Why Bonds Are Behaving Like Risky Assets, by MN Gordon

Bonds are always risky assets. People just forget that after an almost 40-year bull market. From MN Gordon at economicprism.com:

“When the [credit] delusion breaks, people all with one impulse hoard their money, banks all with one impulse hoard credit, and debt becomes debt again, as it always was.  Credit is ruined.”

– Garet Garrett, 1932, A Bubble that Broke the World

Down, Down, Down

Third quarter 2022 ends today [Friday].  We’re entering the year’s home stretch.  Thus, we’ll take a moment to observe where money and markets have been, so we can conjecture as to where they’re going.

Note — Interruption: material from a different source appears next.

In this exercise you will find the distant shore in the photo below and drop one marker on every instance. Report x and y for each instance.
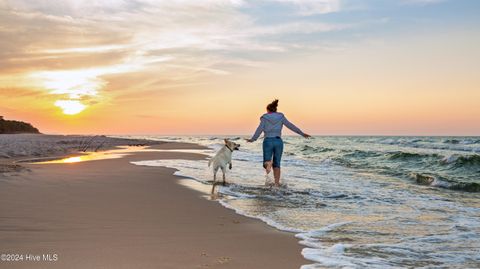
(15, 147)
(112, 214)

To begin, United States stock markets are in an epic battle between bulls and bears.  For most of the year, the bears have been delivering heavy blows.  But the bulls have not taken their punches lying down.  Here’s a quick review of the three major U.S. Indexes…

After peaking out on January 4, 2022, at 4,814.62 the S&P 500 declined 24.46 percent to an interim bottom of 3,636.87 on June 17, 2022.  The DJIA fell approximately 19.71 percent over this time.

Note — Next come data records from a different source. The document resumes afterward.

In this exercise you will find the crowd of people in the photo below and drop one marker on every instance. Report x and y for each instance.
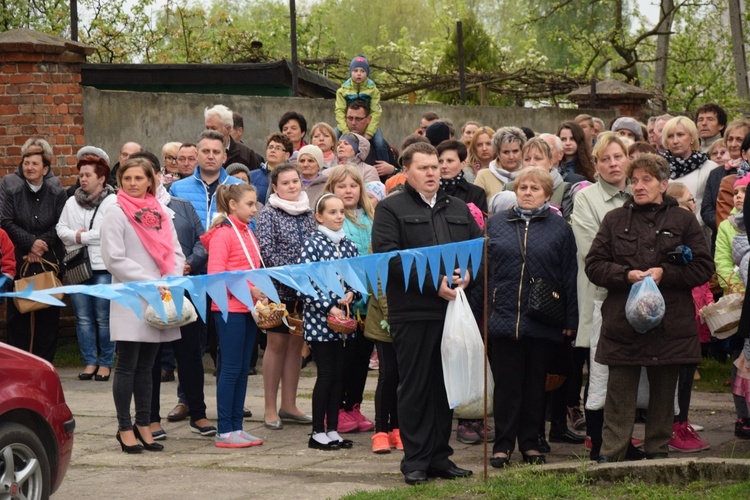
(589, 210)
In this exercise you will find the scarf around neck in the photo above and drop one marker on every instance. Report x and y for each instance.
(680, 166)
(528, 214)
(152, 226)
(334, 236)
(298, 207)
(90, 202)
(502, 175)
(452, 182)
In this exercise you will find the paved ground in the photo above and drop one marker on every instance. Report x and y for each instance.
(283, 467)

The NASDAQ’s decline commenced on November 22, 2021, at a peak of 16,212.23.  It then cascaded to an interim bottom of 10,565.14 on June 16, 2022, for a top to bottom decline of 34.83 percent.

The indexes then rallied into mid-August.  Many investors thought the bear market was over.  They invested accordingly.  But, alas, it was merely a sucker’s rally.  September was ugly.